To address the challenge of inefficient migration of existing applications to Trusted Execution Environments (TEEs), this paper proposes the first LLM-driven automated TEE migration framework. The method leverages large language models to perform semantic identification of sensitive functions, cross-language partitioning (between Java and Python), TEE-platform-agnostic abstraction (supporting Intel SGX and AMD SEV), and secure code generation with formal verification. Key contributions include: (1) the first benchmark dataset comprising 385 manually annotated sensitive functions; (2) end-to-end support for cross-language and cross-platform migration; and (3) strong empirical performance—achieving an F1-score of 0.91 on benchmark evaluation, with successful Java-to-TEE and Python-to-TEE migration rates of 90% and 83%, respectively, and full functional correctness of generated code on both SGX and SEV. This framework significantly lowers the barrier to TEE security integration and enhances developer accessibility.

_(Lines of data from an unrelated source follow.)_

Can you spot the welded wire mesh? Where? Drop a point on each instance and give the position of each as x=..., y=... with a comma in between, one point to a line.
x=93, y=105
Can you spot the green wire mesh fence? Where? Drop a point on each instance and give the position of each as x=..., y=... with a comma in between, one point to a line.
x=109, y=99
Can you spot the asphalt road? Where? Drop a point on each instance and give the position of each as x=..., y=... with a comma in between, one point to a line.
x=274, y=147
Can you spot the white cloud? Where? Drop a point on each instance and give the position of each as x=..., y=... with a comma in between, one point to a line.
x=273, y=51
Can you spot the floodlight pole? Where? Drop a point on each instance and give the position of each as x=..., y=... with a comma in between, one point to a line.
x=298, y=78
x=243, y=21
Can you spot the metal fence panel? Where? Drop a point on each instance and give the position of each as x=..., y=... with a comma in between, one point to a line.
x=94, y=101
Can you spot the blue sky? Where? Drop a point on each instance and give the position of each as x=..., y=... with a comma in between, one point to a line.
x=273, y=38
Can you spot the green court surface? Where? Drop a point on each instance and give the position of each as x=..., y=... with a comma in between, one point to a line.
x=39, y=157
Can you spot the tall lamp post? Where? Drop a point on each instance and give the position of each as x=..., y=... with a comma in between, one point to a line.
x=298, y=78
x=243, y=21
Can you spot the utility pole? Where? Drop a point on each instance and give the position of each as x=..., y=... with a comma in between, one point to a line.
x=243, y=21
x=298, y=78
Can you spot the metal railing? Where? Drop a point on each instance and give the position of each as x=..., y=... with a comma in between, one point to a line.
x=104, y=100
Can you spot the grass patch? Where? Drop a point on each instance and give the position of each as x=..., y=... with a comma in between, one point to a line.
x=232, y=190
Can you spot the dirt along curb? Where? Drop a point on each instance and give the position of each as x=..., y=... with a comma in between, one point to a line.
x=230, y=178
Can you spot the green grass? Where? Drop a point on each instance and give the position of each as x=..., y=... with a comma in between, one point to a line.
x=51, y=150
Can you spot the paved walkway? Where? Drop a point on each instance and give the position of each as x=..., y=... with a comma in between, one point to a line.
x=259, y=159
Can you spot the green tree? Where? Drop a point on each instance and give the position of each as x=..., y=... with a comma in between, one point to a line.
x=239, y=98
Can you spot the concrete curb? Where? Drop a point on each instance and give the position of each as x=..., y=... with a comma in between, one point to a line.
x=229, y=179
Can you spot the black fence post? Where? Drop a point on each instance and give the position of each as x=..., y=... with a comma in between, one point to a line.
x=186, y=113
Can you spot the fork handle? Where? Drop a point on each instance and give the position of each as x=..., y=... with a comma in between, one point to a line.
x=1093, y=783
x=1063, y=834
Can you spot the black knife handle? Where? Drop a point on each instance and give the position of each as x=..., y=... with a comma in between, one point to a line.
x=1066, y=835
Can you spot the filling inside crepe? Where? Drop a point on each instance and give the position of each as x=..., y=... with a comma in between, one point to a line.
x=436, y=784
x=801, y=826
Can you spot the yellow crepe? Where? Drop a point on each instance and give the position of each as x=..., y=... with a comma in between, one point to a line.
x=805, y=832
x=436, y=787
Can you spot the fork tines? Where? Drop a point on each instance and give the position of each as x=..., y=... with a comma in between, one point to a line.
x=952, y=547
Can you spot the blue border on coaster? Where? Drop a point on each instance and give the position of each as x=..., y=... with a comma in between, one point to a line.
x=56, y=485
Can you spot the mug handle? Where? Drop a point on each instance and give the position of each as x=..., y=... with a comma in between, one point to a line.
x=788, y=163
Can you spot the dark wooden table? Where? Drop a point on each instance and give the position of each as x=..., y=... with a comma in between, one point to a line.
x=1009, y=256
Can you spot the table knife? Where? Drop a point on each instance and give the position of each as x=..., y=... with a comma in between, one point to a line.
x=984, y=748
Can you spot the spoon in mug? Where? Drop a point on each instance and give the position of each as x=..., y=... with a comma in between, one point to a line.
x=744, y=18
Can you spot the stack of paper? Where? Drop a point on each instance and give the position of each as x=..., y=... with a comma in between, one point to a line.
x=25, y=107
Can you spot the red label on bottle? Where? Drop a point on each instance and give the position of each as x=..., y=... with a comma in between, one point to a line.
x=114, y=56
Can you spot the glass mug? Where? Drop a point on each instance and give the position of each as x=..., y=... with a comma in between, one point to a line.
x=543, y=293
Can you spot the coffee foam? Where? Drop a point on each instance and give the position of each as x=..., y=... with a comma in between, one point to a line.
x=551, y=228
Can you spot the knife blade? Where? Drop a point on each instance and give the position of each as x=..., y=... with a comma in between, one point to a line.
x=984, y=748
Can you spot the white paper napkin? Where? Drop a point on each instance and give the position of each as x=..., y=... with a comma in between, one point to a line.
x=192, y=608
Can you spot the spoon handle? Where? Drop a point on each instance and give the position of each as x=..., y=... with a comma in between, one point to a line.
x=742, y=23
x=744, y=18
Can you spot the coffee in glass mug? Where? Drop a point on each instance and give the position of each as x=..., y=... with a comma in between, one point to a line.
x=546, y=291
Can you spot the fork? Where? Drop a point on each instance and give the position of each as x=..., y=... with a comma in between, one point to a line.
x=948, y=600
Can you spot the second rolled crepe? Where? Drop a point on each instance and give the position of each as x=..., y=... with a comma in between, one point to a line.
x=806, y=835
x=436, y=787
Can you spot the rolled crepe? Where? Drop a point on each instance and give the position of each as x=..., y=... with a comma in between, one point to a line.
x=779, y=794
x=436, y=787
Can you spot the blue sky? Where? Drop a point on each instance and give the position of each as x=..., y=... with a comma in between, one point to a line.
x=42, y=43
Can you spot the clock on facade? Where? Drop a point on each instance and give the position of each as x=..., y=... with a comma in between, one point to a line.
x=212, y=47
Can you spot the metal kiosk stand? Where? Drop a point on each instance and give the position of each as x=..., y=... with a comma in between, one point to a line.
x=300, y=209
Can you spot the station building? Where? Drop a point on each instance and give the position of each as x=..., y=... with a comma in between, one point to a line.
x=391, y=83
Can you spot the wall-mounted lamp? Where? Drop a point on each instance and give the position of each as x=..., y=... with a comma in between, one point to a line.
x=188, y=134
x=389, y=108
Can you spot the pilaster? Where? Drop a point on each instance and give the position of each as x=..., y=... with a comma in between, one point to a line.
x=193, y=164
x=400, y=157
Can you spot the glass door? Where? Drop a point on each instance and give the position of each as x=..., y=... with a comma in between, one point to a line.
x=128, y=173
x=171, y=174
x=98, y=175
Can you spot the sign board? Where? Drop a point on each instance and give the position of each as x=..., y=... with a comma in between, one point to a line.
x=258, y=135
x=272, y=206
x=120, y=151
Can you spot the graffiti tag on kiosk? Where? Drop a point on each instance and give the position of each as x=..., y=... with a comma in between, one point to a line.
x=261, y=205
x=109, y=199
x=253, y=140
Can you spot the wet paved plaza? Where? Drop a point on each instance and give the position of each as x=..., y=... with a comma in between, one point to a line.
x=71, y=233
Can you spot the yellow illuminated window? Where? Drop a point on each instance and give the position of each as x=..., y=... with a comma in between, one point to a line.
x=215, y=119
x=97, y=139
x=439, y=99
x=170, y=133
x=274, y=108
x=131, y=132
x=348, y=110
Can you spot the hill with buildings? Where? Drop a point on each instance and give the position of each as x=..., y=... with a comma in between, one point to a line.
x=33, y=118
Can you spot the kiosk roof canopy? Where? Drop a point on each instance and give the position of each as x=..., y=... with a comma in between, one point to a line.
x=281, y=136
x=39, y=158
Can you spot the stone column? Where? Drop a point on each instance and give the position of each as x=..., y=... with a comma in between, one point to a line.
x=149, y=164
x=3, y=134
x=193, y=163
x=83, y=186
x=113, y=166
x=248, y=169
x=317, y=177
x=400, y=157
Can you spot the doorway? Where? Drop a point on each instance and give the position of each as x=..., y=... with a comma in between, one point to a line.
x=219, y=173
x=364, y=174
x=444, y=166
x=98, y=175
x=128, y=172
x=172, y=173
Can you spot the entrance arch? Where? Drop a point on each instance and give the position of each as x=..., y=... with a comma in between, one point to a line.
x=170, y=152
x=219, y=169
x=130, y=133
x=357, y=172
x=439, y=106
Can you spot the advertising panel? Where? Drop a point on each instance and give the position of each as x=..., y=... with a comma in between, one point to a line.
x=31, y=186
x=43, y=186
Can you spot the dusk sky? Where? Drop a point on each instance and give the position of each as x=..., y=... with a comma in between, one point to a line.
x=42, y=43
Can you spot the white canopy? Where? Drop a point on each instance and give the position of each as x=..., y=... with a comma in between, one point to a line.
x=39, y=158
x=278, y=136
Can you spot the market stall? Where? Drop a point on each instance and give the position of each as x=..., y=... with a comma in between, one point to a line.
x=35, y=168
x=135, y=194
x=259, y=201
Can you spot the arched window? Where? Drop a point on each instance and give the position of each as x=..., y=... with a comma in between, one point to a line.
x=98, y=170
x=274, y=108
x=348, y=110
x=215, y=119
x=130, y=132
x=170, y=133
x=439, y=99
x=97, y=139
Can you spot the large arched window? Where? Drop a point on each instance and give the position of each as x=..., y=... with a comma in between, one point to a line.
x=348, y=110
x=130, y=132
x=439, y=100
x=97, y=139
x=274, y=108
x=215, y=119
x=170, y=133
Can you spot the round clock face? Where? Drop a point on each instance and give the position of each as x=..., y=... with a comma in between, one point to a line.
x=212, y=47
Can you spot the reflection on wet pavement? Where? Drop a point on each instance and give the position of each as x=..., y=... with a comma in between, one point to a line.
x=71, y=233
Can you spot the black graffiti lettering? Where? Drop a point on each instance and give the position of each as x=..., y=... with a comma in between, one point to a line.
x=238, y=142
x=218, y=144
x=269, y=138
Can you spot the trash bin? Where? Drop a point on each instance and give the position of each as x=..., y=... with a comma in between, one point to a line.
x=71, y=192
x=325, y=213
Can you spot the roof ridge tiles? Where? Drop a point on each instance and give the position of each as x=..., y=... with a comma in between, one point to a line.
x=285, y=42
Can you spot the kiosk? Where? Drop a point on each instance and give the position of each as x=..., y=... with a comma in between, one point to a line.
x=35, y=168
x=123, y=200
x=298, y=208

Trusted Execution Environments (TEEs) isolate a special space within a device's memory that is not accessible to the normal world (also known as Untrusted Environment), even when the device is compromised. Thus, developers can utilize TEEs to provide strong security guarantees for their programs, making sensitive operations like encrypted data storage, fingerprint verification, and remote attestation protected from malicious attacks. Despite the strong protections offered by TEEs, adapting existing programs to leverage such security guarantees is non-trivial, often requiring extensive domain knowledge and manual intervention, which makes TEEs less accessible to developers. This motivates us to design AutoTEE, the first Large Language Model (LLM)-enabled approach that can automatically identify, partition, transform, and port sensitive functions into TEEs with minimal developer intervention. By manually reviewing 68 repositories, we constructed a benchmark dataset consisting of 385 sensitive functions eligible for transformation, on which AutoTEE achieves a high F1 score of 0.91. AutoTEE effectively transforms these sensitive functions into their TEE-compatible counterparts, achieving success rates of 90% and 83% for Java and Python, respectively. We further provide a mechanism to automatically port the transformed code to different TEE platforms, including Intel SGX and AMD SEV, demonstrating that the transformed programs run successfully and correctly on these platforms.